WASHINGTON (NEXSTAR) — The spike in the amount of data about children collected online is spurring action on Capitol Hill.
By the time most kids turn 18, there are already about 70,000 posts about them on the internet, according to the United Kingdom’s Children’s Commissioner.
So Democrats want to pass a law that will allow adults to force internet businesses to delete all the data collected about them before they were 13. The Clean Slate for Kids Online Act, sponsored by Sen. Dick Durbin, D-Ill., would apply only to websites targeting kids, like YouTube Kids or Facebook Kids Messenger.
Consumer watchdogs say it’s a good first step that will give people more control, but internet companies are calling it pointless.
“It’s a growing threat,” Ed Mierzwinski of the Public Interest Research Group said of websites tracking kids’ activity. “From birth on, they want to know what you did so they can predict what you do when you’re an adult.”
Current law prohibits websites from saving data about kids unless a parent gives consent, but parents often do, sometimes without realizing it.

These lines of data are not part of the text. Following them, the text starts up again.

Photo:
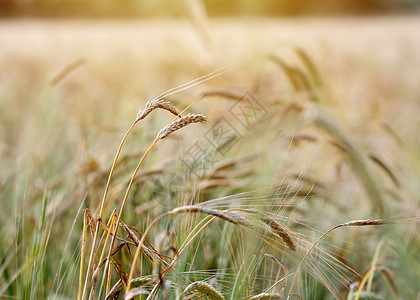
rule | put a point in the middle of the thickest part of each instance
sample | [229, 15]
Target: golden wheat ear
[204, 289]
[178, 124]
[154, 104]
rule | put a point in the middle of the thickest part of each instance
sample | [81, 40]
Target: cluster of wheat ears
[98, 262]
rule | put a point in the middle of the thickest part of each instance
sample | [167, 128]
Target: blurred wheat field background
[332, 144]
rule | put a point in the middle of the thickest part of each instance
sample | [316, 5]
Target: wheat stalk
[178, 124]
[204, 289]
[154, 104]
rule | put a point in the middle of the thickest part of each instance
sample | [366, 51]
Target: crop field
[221, 159]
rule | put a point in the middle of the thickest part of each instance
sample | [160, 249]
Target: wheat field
[291, 168]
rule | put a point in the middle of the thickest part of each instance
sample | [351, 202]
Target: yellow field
[324, 128]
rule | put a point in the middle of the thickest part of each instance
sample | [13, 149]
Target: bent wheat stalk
[155, 103]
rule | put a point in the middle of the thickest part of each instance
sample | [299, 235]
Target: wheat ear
[154, 104]
[178, 124]
[204, 289]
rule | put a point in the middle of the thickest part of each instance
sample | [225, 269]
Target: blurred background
[332, 75]
[215, 8]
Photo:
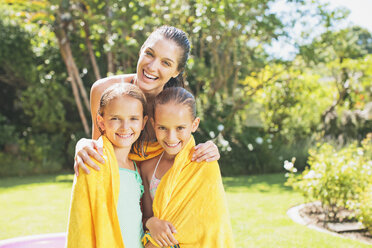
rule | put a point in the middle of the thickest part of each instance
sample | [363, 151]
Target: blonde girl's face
[122, 121]
[157, 63]
[173, 124]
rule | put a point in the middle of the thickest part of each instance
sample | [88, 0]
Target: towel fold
[191, 196]
[93, 220]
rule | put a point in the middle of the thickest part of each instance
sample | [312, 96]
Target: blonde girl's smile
[122, 125]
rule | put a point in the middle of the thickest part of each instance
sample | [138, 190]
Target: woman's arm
[207, 151]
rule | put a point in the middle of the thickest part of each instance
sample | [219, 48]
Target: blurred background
[273, 79]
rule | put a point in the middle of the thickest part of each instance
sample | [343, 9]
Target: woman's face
[157, 63]
[173, 125]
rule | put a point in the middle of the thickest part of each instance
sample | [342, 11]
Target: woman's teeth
[149, 76]
[124, 136]
[172, 145]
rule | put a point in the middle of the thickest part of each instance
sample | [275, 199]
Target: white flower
[310, 175]
[211, 133]
[250, 147]
[288, 165]
[220, 127]
[360, 152]
[259, 140]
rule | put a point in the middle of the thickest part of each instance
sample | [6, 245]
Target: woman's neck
[169, 157]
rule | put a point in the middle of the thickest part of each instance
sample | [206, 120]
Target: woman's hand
[150, 245]
[86, 148]
[162, 232]
[207, 151]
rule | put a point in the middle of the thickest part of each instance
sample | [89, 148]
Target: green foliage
[37, 154]
[7, 132]
[364, 213]
[17, 61]
[242, 95]
[337, 177]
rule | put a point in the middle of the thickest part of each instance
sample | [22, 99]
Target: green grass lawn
[258, 205]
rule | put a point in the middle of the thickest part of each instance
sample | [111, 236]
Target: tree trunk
[90, 50]
[65, 49]
[110, 55]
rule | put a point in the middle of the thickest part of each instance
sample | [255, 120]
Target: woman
[161, 64]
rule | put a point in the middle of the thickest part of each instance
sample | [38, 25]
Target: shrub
[337, 177]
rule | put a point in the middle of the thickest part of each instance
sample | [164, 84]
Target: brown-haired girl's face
[122, 125]
[157, 63]
[173, 124]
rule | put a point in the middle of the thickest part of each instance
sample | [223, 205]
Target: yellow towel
[93, 220]
[152, 149]
[191, 196]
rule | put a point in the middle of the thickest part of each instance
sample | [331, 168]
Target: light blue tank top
[129, 209]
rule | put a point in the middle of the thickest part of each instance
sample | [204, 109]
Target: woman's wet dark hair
[176, 95]
[180, 38]
[126, 89]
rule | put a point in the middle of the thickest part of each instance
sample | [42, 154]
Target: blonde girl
[105, 207]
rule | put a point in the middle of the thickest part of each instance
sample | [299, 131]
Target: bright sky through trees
[284, 48]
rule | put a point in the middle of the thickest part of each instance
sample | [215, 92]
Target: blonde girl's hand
[207, 151]
[84, 150]
[162, 232]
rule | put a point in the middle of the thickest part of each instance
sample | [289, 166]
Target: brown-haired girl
[184, 201]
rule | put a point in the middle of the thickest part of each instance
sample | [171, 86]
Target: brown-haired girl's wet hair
[126, 89]
[180, 38]
[176, 95]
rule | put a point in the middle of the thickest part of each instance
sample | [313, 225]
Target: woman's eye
[167, 63]
[148, 53]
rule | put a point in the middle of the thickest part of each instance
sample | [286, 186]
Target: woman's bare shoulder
[148, 166]
[108, 81]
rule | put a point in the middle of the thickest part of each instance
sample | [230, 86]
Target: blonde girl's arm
[86, 148]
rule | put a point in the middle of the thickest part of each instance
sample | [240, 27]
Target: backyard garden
[290, 130]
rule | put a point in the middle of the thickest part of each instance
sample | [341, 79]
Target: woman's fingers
[161, 242]
[206, 152]
[80, 164]
[94, 154]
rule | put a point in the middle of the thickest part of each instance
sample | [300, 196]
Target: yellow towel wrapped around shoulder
[191, 196]
[93, 220]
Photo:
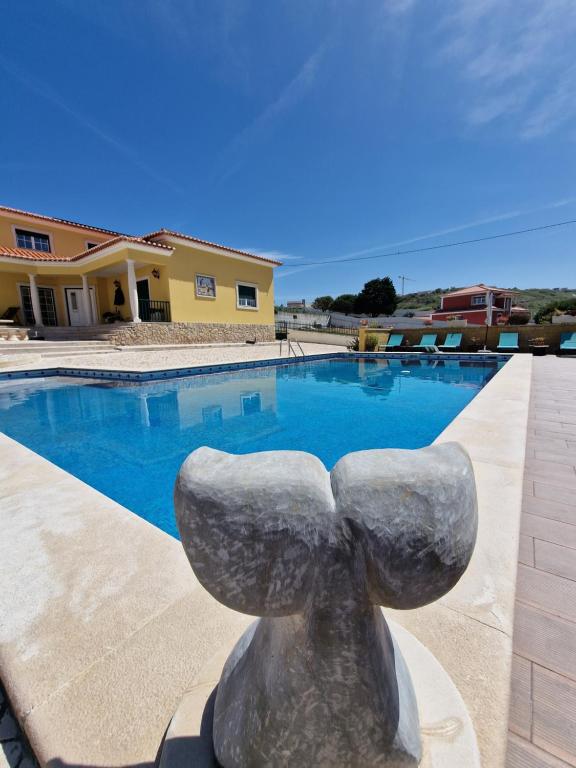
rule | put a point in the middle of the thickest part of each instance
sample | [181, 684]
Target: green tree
[378, 297]
[323, 302]
[344, 303]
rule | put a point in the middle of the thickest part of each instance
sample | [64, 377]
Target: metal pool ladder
[294, 347]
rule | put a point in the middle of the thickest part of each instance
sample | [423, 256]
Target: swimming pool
[129, 438]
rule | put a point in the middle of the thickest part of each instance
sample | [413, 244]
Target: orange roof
[479, 288]
[27, 253]
[69, 223]
[171, 233]
[117, 236]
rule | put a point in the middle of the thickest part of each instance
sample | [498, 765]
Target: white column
[489, 308]
[132, 291]
[36, 311]
[86, 301]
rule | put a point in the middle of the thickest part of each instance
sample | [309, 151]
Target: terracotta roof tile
[171, 233]
[478, 288]
[26, 253]
[119, 239]
[42, 217]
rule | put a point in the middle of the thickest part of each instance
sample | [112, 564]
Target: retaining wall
[188, 333]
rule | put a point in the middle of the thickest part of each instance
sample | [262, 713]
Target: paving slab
[545, 624]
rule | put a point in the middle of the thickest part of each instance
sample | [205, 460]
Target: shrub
[371, 343]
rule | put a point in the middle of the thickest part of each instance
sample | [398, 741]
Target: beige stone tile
[478, 659]
[521, 697]
[80, 574]
[545, 639]
[526, 550]
[116, 712]
[554, 723]
[544, 590]
[522, 754]
[556, 559]
[547, 529]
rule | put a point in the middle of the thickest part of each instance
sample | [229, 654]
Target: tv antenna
[404, 278]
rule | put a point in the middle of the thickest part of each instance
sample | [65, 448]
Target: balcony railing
[154, 311]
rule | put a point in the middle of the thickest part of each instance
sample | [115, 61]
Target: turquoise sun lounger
[568, 342]
[427, 340]
[452, 341]
[394, 340]
[508, 341]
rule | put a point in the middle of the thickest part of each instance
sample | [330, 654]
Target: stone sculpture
[318, 680]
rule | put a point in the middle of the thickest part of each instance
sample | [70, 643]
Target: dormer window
[34, 241]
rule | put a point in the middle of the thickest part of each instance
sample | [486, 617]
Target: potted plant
[538, 346]
[370, 343]
[475, 344]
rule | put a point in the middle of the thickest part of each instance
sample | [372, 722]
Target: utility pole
[403, 278]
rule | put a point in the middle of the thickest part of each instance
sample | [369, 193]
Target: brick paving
[543, 704]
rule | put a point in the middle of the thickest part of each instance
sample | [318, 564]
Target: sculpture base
[448, 738]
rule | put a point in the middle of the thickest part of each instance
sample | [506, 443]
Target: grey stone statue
[318, 680]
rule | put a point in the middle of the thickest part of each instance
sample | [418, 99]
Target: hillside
[531, 298]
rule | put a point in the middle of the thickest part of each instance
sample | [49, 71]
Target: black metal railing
[283, 326]
[154, 311]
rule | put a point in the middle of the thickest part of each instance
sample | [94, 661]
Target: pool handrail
[452, 341]
[508, 341]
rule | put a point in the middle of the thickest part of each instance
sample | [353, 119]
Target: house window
[205, 287]
[247, 296]
[33, 240]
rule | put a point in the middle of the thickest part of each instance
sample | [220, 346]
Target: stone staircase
[26, 349]
[79, 332]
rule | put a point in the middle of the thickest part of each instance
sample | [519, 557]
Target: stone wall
[188, 333]
[471, 337]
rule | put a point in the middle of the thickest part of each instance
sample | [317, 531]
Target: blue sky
[314, 129]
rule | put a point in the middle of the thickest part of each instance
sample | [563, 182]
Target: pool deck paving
[543, 703]
[184, 356]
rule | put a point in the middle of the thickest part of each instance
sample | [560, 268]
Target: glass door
[47, 305]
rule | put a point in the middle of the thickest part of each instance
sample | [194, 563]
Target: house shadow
[177, 752]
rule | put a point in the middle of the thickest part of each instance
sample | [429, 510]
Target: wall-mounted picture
[205, 286]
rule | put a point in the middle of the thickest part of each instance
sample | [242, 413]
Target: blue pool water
[129, 439]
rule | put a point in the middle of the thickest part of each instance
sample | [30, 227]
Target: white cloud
[274, 255]
[289, 96]
[516, 61]
[384, 247]
[48, 93]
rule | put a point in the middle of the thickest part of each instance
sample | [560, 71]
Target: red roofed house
[57, 272]
[477, 304]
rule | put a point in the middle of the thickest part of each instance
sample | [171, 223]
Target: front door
[143, 289]
[75, 306]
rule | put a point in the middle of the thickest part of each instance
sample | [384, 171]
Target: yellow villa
[164, 285]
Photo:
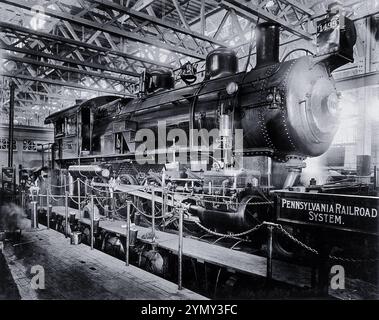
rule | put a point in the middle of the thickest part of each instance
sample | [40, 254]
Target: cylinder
[267, 44]
[76, 238]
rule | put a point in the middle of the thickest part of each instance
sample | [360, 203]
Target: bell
[188, 73]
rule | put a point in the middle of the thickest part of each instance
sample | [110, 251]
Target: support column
[364, 138]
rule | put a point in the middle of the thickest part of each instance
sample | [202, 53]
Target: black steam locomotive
[285, 111]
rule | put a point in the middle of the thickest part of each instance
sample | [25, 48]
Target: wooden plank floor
[217, 255]
[77, 272]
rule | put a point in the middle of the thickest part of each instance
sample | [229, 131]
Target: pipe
[92, 219]
[267, 44]
[180, 250]
[127, 243]
[11, 124]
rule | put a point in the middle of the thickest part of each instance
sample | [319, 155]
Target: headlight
[232, 88]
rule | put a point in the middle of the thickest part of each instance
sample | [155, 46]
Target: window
[29, 145]
[4, 144]
[71, 125]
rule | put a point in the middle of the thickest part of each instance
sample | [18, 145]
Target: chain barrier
[229, 235]
[352, 260]
[332, 257]
[209, 231]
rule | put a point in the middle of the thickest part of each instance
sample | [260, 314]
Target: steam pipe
[11, 124]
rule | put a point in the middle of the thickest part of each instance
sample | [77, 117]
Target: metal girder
[67, 60]
[106, 28]
[250, 10]
[157, 21]
[63, 83]
[51, 66]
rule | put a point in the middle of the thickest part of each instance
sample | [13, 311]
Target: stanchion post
[153, 215]
[47, 208]
[79, 198]
[92, 219]
[270, 230]
[66, 211]
[127, 234]
[180, 250]
[33, 217]
[113, 207]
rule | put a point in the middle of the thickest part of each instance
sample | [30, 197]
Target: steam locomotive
[284, 111]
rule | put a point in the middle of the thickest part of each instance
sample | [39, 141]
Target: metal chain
[230, 235]
[297, 241]
[353, 260]
[332, 257]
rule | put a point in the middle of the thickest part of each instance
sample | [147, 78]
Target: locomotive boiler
[283, 110]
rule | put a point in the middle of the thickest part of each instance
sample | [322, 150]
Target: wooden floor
[233, 260]
[202, 251]
[77, 272]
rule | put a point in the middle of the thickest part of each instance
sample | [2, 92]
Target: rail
[179, 212]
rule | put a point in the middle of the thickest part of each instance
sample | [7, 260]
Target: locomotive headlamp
[105, 173]
[332, 104]
[232, 88]
[270, 97]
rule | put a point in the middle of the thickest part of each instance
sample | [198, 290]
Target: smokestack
[267, 44]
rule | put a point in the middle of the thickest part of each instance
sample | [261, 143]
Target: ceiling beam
[106, 28]
[157, 21]
[249, 10]
[63, 84]
[43, 35]
[37, 53]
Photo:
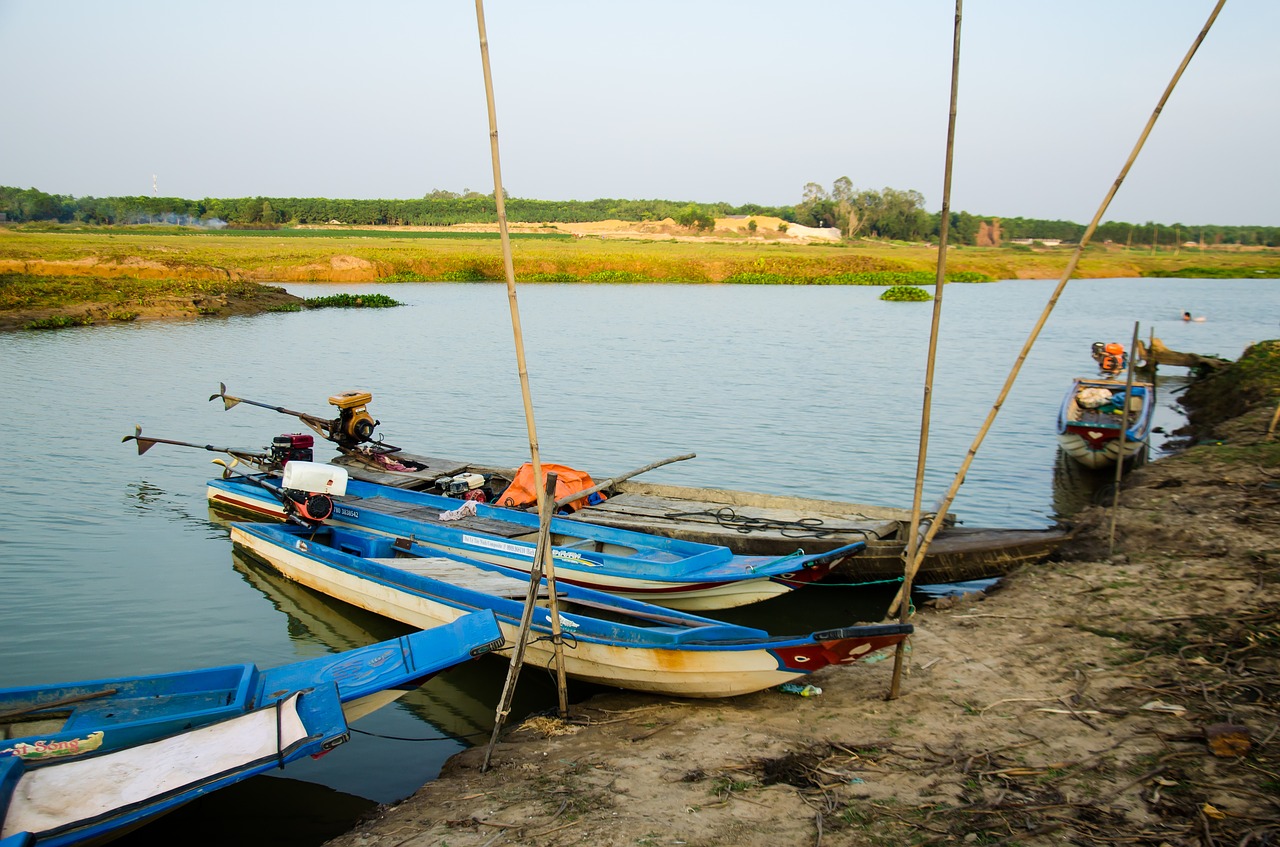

“I think Congress has lagged on privacy and it’s concerning when that privacy is intended for young people,” David Simpson, a former Homeland Security cyber expert now with the Federal Communications Commission, said.
Several internet companies say the Clean Slate measure would cause confusion and encourage kids to be reckless on sites not covered by the law.
“It sends the wrong message to children not to think before they post and sends the wrong message to parents that they don’t need to worry,” said Carl Szabo of NetChoice, who represents companies like Twitter, Google and PayPal.
Those companies oppose the bill, saying it’s a fake solution. They say parents should be more accountable.
A similar bill failed to pass last year, and the new version is currently stalled in Congress.